You are tasked with compressing detailed documents into a
concise and structured bullet-point summary format.
Your goal is to retain all essential information,
including numerical values, dates, locations, and event types,
while omitting redundant descriptions.
Follow these instructions carefully:
1. Include the following key details for each document:
• Document name
• Type of event (if applicable)
• Country name
• Key metrics (e.g., population affected, percentages, analysis periods, phases, or severities)
• Event details (e.g., IDs, hazard names, locations, dates of creation and updates)
• Data source or labels (if mentioned)
2. Format the summary in bullet points for clarity.
3. Ensure that no data is lost but avoid repeating the same information multiple times.

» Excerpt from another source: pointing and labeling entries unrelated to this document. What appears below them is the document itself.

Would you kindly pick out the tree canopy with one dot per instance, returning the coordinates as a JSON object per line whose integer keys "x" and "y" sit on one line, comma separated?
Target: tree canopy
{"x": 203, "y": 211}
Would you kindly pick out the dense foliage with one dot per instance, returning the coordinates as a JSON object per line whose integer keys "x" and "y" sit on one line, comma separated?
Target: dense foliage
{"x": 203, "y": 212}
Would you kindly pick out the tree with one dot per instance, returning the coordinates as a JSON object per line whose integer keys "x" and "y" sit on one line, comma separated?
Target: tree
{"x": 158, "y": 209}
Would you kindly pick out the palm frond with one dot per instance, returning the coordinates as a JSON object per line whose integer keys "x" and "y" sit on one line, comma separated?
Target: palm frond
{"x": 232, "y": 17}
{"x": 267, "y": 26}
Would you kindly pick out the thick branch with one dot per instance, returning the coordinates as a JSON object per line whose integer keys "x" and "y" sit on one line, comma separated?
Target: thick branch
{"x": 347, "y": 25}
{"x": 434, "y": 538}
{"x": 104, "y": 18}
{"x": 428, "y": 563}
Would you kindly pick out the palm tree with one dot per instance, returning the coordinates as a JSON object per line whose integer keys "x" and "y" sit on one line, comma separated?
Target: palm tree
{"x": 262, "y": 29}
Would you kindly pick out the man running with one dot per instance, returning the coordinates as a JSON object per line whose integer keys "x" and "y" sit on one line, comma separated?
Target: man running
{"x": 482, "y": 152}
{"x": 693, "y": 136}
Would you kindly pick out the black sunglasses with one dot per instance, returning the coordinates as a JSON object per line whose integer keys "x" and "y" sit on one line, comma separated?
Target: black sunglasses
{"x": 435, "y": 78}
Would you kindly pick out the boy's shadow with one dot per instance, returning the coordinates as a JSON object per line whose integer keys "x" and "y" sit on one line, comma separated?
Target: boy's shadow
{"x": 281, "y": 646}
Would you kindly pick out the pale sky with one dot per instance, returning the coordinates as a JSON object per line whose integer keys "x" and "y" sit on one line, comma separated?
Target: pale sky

4. Use clear and concise language to capture the most relevant details.
"""
This prompt warrants that the compressor focuses on the most relevant details, ensuring that no data is lost while avoiding redundancy.
What Happens Under the Hood?
- Token Counting: The content length (in tokens) is measured using the tokenizer.
- Model Selection: If the document is too large, a more robust (but more expensive) model (GPT-4o) may be used. Otherwise, GPT-3.5-Turbo (or your specified default model) is used.
- Cache Check: If the document has been compressed before (is_cached), no additional cost is incurred, and the cached summary is retrieved.
- LLM Call: If not cached, the content is sent to the Large Language Model with a system prompt for bullet-point summarization.
- Summary and Caching: The response is saved both for immediate usage and for future retrieval (insert_cache).
- Cost Calculation: The system calculates how many tokens were used (both input and output) and multiplies them by the relevant cost rates.
Conclusion
The PromptCompressor module streamlines the process of summarizing lengthy prompts into manageable chunks and storing them in MongoDB. By leveraging caching, this approach:
- Saves on repeated LLM usage.
- Quickly retrieves previously summarized documents.
- Reduces token consumption and cost.